Here, we just assume, that the measured data was 2.5.

```
In [6]:
```

```
db_path = ("sqlite:///" +
os.path.join(tempfile.gettempdir(), "test.db"))
observation = 2.5
abc.new(db_path, {"data": observation})
```

```
INFO:Epsilon:initial epsilon is 1.2393604085164727
INFO:History:Start <ABCSMC(id=5, start_time=2018-04-11 08:15:04.293824, end_time=None)>
```

```
Out[6]:
```

```
5
```

The `new`

method returned an integer. This is the id of the ABC-SMC run.
This id is only important if more than one ABC-SMC run is stored in the same database.

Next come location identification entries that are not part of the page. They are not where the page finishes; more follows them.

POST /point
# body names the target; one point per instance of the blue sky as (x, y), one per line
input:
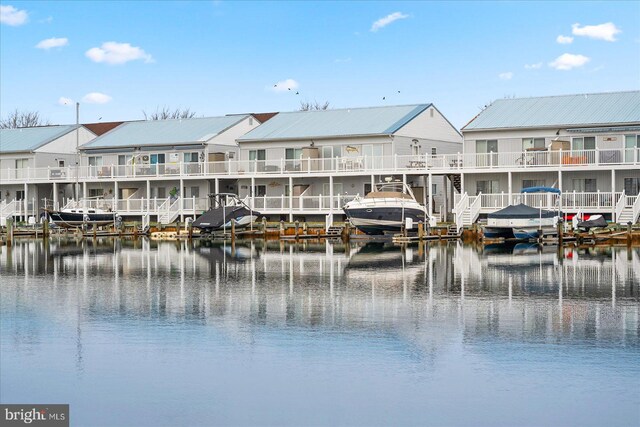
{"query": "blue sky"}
(119, 59)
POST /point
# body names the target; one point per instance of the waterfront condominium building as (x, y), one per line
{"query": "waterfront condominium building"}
(586, 145)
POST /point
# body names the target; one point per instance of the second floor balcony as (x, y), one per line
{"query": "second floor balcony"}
(419, 163)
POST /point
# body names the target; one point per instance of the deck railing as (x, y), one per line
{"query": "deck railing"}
(348, 164)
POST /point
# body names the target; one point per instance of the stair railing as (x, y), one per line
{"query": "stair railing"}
(620, 205)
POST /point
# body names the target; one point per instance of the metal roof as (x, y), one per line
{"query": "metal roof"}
(563, 111)
(335, 123)
(164, 132)
(19, 140)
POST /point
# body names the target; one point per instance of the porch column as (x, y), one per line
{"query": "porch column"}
(116, 195)
(181, 199)
(430, 193)
(84, 194)
(148, 195)
(290, 199)
(26, 201)
(510, 186)
(252, 191)
(613, 195)
(55, 195)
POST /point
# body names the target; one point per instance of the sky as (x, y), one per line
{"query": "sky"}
(120, 59)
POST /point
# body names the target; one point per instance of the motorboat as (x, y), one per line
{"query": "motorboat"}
(522, 221)
(594, 221)
(388, 209)
(77, 217)
(225, 207)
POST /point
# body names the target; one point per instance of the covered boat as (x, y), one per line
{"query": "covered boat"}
(386, 209)
(224, 208)
(522, 222)
(77, 217)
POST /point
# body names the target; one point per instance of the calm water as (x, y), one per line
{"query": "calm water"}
(170, 333)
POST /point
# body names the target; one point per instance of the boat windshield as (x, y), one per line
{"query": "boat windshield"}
(391, 189)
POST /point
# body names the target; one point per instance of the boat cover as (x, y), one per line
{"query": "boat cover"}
(521, 211)
(597, 221)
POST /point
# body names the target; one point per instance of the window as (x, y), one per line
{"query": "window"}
(585, 185)
(526, 183)
(257, 158)
(21, 166)
(532, 143)
(95, 160)
(586, 143)
(487, 187)
(632, 186)
(292, 153)
(191, 157)
(95, 192)
(487, 146)
(631, 145)
(260, 190)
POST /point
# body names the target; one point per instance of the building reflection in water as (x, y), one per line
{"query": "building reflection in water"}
(517, 292)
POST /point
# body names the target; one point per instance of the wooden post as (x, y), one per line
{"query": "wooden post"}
(560, 235)
(9, 231)
(264, 227)
(233, 230)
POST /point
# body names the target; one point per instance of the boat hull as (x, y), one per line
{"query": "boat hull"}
(381, 220)
(77, 219)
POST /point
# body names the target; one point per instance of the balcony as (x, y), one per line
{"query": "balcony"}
(444, 163)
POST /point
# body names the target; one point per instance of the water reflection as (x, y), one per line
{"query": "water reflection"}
(418, 312)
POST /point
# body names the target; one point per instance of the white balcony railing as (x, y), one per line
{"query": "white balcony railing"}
(446, 163)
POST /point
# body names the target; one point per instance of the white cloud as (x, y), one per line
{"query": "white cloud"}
(11, 16)
(568, 61)
(383, 22)
(285, 85)
(52, 42)
(605, 32)
(564, 39)
(117, 53)
(96, 98)
(67, 102)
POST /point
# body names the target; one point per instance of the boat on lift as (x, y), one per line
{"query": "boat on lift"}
(522, 221)
(224, 208)
(77, 217)
(388, 209)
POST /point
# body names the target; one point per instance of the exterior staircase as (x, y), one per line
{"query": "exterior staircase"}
(456, 180)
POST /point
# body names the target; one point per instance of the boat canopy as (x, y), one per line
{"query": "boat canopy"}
(540, 190)
(521, 211)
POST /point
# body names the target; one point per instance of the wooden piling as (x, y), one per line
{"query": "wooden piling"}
(233, 230)
(9, 231)
(264, 228)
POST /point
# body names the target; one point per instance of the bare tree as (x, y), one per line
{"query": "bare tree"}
(23, 119)
(315, 105)
(166, 113)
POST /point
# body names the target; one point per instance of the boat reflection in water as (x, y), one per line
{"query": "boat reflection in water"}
(383, 327)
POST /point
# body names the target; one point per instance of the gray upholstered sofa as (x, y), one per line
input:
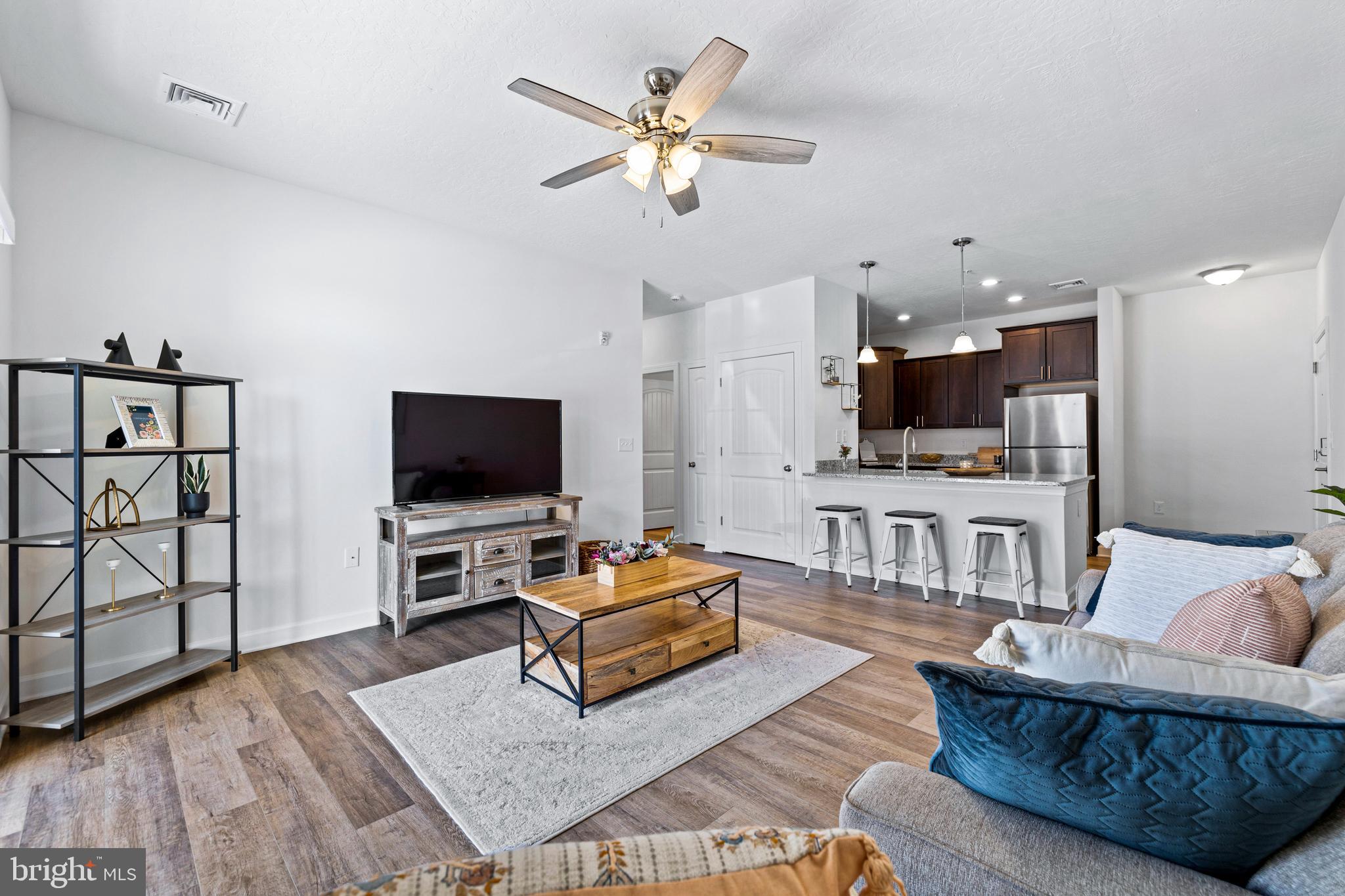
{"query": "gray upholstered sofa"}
(947, 840)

Let’s start the sampling now. We’ll sample until the acceptance threshold epsilon drops below 0.2.
We also specify that we want a maximum number of 10 populations.
So whatever is reached first, `minimum_epsilon`

or `max_nr_populations`

will stop further sampling.
For the simple model we defined above, this should only take a couple of seconds.

```
In [7]:
```

```
history = abc.run(minimum_epsilon=.2, max_nr_populations=10)
```

```
INFO:ABC:t:0 eps:1.2393604085164727
INFO:ABC:t:1 eps:0.5937826556325588
INFO:ABC:t:2 eps:0.3472986615093911
INFO:ABC:t:3 eps:0.18389361913444088
INFO:History:Done <ABCSMC(id=5, start_time=2018-04-11 08:15:04.293824, end_time=2018-04-11 08:15:42.121007)>
```

The `History`

object returned by ABCSMC.run can be used to query the database.
This object is also available via abc.history.

```
In [8]:
```

```
history is abc.history
```

```
Out[8]:
```

```
True
```

Now we visualize the probability density functions. The vertical line indicates the location of the observation. Given our model, we expect the mean to be close to the observed data.

```
In [9]:
```

```
from pyabc.visualization import plot_kde_1d
fig, ax = plt.subplots()
for t in range(history.max_t+1):
df, w = history.get_distribution(m=0, t=t)
plot_kde_1d(df, w,
xmin=0, xmax=5,
x="mean", ax=ax,
label="PDF t={}".format(t))
ax.axvline(observation, color="k", linestyle="dashed");
ax.legend();
```

That’s it. Now you can go ahead and try more sophisticated models.